Als ein Jurist Jahre nach dem Zweiten Weltkrieg gegen Nazis vorging – Filmvorführung und Diskussion mit Studierenden der Polizeiakademie Niedersachsen
Im Capitol Kino in Hann. Münden fand eine Veranstaltungsreihe des Projekts Polizeischutz für die Demokratie statt. Im Mittelpunkt stand der Film „Fritz Bauers Erbe“, die Rolle der Polizei im Nazi-Regime und die daraus resultierende heutige Verantwortung
Hann. Münden - Die Nürnberger Prozesse waren lange vorbei, die Hauptkriegsverbrecher verurteilt und in Deutschland herrschte eine Schlussstrich-Mentalität. Nicht so bei dem Generalstaatsanwalt Fritz Bauer. Sein Engagement gipfelte schließlich in die Frankfurter Auschwitzprozesse (1963–1981).
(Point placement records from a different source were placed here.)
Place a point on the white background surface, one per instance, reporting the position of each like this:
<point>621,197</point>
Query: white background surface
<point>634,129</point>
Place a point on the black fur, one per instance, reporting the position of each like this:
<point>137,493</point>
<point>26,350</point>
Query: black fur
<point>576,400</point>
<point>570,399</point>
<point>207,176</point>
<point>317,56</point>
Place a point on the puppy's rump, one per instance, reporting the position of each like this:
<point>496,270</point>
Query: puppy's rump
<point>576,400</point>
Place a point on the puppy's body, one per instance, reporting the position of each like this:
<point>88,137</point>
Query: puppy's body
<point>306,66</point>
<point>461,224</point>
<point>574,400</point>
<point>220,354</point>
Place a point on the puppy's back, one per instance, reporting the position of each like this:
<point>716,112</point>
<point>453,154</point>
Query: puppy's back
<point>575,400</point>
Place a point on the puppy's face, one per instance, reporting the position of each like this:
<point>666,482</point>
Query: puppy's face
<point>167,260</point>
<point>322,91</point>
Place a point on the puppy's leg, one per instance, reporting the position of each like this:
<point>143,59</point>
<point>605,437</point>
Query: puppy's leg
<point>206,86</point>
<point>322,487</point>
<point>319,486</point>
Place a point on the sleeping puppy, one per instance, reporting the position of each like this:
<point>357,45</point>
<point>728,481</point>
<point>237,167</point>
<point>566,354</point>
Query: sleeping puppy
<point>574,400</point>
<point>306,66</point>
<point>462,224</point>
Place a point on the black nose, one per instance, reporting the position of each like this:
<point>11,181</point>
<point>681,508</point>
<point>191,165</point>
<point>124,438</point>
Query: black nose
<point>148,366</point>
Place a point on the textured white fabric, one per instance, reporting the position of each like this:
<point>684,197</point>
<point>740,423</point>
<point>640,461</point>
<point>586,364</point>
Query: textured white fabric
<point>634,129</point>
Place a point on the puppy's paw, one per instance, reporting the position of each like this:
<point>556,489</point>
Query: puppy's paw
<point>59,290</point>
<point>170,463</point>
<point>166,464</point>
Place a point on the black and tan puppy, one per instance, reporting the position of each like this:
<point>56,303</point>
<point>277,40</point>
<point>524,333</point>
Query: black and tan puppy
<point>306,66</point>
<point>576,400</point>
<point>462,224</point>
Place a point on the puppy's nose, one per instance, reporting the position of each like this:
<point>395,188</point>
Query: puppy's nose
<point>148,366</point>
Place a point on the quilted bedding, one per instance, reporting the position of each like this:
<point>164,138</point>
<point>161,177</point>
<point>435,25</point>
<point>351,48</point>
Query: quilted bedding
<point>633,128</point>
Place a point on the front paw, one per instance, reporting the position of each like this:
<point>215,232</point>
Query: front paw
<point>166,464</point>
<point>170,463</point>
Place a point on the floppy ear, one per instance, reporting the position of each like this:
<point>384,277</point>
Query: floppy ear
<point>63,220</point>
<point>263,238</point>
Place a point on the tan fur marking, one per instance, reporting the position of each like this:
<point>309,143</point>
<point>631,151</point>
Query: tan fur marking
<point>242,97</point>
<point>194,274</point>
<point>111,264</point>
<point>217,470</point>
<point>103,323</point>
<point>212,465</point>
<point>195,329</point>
Mit diesem Mann und seinem Einsatz für Gerechtigkeit setzten sich am 15. und 16. Mai im Capitol Kino in Hann. Münden Studierende der Polizeiakademie Niedersachsen (PA NI) auseinander. Dafür wurde der Film „Fritz Bauers Erbe“ gezeigt, der die Frage beleuchtet, warum eine Verfolgung der nationalsozialistischen Gräueltaten erst so spät stattfand und warum eine juristische Aufarbeitung trotz des hohen Alters der Angeklagten wichtig ist.
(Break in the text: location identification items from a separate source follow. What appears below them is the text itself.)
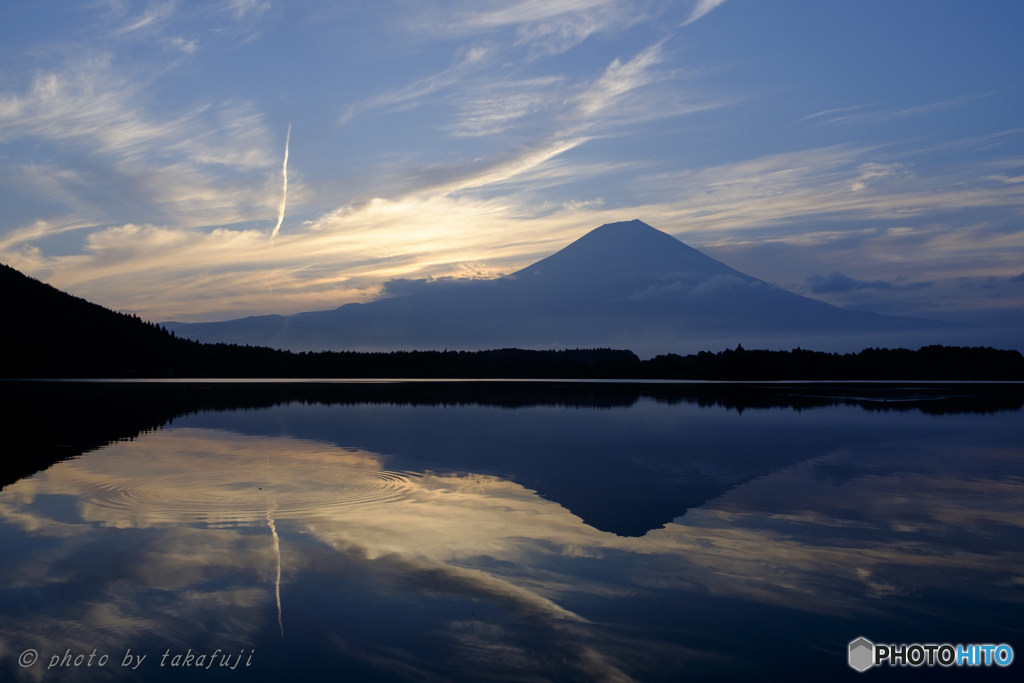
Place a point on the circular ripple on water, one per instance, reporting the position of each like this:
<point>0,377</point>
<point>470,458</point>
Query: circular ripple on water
<point>231,497</point>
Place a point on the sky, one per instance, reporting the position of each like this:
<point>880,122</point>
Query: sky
<point>869,154</point>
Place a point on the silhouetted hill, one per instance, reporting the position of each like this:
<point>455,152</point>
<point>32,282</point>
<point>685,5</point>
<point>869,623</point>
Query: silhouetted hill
<point>620,285</point>
<point>49,334</point>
Im Anschluss der insgesamt vier Vorführungen fanden Vorträge zu wechselnden Themen statt. Jeder bezog sich auf aktuelle Ereignisse sowie Entwicklungen und verdeutlichte, dass „Nie wieder“ keine leere Floskel ist. Michael Schmelkus von der Forschungsstelle für Polizei- und Demokratiegeschichte der PA NI präsentierte als Speaker das Thema „Verschwörungsideologien als Gefahr“ und der Völkerrechtler Prof. Dr. Manuel Brunner bezog zur Frage „Wo bleibt das Recht im Krieg?“ Stellung. Dr. Dirk Götting, Leiter der Forschungsstelle für Polizei und Demokratiegeschichte, hat sich hingegen mit dem Thema „Rechte Gewalt gegen politisch Andersdenkende“ und der Rolle der Polizei damals und heute beschäftigt.
Auch Personen aus der Zivilgesellschaft nahmen an der Veranstaltungsreihe teil, sodass im Rahmen der abschließenden Podiumsgespräche ein lebendiger Austausch mit verschiedenen Perspektiven stattfand. Insgesamt nahmen 440 Personen an der Veranstaltungsreihe des Projekts Polizeischutz für die Demokratie der Polizei Niedersachsen teil.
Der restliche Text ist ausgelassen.